Manufacturers have, for the last 60 years, built up a sophisticated set of tools to bring their products to market. Advertising, marketing, branding and loyalty schemes have pushed a way of doing things through our high streets, our TVs, our radios, newspapers, magazines and letterboxes. Yet something has changed. Our high streets are in decline, newspapers are struggling to engage us, magazines have become niche, the broadcasters are not quite as broad or influential as they once were. There is one common root cause to the change. The internet.
Through a direct relationship to the people who produce things, we now have tailored products, services and experiences that we pull into our lives, the way we want them. 9-5 is now 24-7. ‘Daily’ news programmes have become live Twitter feeds. Trend magazines have become Pinterest boards. The consumer is evolving into something new. The pull economy created by Web 2.0 is giving rise to the co-creative and coproducing consumer.
What we are seeing is the rise of the ‘Co-sumer.’
“The word consumer is old fashioned and almost demeaning. It assumes complacency, lethargy and a one-way top down means of communication. A subservient relationship from producer to buyer.” Hegarty
There has been a rapid shift in consumer behaviour in the UK. People are still consuming, but the way they’re consuming has changed – moving towards quality, experience and purpose beyond price. In our paper we explore some of the drivers for this shift and how they have effected how we behave. As a result, today, we believe value has a different meaning - The key to happiness isn’t consuming more, its consuming better.
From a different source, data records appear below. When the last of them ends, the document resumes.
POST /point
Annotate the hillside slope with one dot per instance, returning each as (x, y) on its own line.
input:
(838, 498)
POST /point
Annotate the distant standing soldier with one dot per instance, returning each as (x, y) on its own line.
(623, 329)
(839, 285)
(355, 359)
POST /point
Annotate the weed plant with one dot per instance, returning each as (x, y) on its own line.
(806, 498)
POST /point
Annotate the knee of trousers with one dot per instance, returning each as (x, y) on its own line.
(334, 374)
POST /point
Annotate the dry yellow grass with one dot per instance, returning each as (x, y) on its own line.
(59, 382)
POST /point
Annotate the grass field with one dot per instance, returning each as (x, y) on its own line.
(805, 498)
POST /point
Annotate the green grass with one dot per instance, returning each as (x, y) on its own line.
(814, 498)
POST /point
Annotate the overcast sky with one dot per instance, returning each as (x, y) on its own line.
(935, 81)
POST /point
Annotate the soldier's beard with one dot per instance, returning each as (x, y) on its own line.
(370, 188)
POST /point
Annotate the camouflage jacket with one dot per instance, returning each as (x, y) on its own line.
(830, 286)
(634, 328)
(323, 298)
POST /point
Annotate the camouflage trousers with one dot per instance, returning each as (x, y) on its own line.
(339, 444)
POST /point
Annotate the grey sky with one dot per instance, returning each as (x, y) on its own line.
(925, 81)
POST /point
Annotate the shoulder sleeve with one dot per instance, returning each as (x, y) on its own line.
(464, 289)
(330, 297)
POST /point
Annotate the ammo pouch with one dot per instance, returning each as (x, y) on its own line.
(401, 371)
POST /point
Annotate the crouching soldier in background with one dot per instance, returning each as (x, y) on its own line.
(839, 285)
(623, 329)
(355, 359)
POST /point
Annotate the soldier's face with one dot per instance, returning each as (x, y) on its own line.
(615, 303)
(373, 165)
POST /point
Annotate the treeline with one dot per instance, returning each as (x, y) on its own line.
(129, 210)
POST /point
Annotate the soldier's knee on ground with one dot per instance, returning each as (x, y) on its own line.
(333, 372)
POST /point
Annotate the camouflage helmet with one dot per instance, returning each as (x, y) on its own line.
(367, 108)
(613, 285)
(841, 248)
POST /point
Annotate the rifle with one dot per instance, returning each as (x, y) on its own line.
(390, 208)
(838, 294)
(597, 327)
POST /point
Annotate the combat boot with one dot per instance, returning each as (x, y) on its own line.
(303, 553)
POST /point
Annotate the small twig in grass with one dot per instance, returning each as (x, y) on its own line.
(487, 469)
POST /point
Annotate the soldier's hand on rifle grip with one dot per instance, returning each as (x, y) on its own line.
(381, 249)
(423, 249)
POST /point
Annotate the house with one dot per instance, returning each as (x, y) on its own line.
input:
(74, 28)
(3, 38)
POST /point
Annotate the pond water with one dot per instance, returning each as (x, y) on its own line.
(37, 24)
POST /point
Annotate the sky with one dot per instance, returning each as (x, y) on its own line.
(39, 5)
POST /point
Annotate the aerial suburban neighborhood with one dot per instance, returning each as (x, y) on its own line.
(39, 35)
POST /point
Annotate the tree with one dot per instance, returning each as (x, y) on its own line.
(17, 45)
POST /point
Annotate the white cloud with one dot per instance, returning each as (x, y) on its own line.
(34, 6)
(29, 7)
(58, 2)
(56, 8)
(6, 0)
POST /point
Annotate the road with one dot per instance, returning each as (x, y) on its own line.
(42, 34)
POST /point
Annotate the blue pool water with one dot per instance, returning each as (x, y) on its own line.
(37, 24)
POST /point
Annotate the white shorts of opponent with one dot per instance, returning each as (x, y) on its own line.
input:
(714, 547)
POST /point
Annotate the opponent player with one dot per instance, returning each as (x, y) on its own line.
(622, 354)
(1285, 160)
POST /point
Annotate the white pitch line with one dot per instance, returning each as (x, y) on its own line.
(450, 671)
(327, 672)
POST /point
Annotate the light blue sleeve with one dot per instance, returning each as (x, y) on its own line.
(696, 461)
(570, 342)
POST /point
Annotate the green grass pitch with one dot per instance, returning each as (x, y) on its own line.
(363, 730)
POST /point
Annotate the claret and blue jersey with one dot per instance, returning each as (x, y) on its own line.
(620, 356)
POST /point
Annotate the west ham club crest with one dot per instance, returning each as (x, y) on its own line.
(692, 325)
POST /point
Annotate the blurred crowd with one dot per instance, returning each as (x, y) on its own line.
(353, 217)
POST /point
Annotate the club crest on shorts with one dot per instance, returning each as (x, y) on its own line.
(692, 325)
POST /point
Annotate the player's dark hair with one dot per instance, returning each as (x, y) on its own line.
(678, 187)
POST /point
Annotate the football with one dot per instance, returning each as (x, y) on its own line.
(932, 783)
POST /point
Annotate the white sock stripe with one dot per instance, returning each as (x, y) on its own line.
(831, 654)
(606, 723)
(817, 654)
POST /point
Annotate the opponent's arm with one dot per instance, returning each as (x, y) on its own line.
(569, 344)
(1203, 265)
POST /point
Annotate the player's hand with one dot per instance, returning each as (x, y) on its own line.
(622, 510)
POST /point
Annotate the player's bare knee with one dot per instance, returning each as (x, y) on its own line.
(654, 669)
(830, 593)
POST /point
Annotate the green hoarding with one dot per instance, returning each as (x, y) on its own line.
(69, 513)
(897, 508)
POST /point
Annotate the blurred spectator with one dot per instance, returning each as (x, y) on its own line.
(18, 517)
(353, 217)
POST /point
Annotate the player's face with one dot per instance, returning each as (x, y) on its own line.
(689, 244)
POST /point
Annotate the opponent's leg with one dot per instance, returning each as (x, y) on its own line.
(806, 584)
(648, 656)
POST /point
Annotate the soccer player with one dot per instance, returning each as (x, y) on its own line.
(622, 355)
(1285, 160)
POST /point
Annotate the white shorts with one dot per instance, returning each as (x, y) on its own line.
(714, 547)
For the ‘Co-sumer’ better means products which have sharing, creation, purpose and quality in their DNA.
The term ‘consumer’ suggests passively receiving a ready-made product or service, but people want far more than that.
Technology has enabled people to interact instantly with brands, from customisable products to social media. We explore the world from our smartphones, design our own products and start challenger brands from our living rooms. We’re no longer limited by what’s currently available.
91% of consumers said they wanted a hand in the design and development process. (Edelman, 2013)
In addition to purchasing, the Co-sumer is sharing, renting and creating. Environmental and social awareness means they would rather invest in authentic, quality products that make them feel good, not guilty. As a result for the Co-sumer, brands need a purpose beyond price to satisfy their needs.
Low price and quantity used to be the main drivers. Now, people are pushing back against the ‘throwaway’ culture – with 87% of people searching for brands with purpose that goes beyond price. (World Federation of Advertisers, 2014)
You can read more about the shift from consumer to Co-sumer in our 'viewpoint' paper. What the key drivers have been that have caused this shift, how the Co-sumer thinks and the relationship they want with brands.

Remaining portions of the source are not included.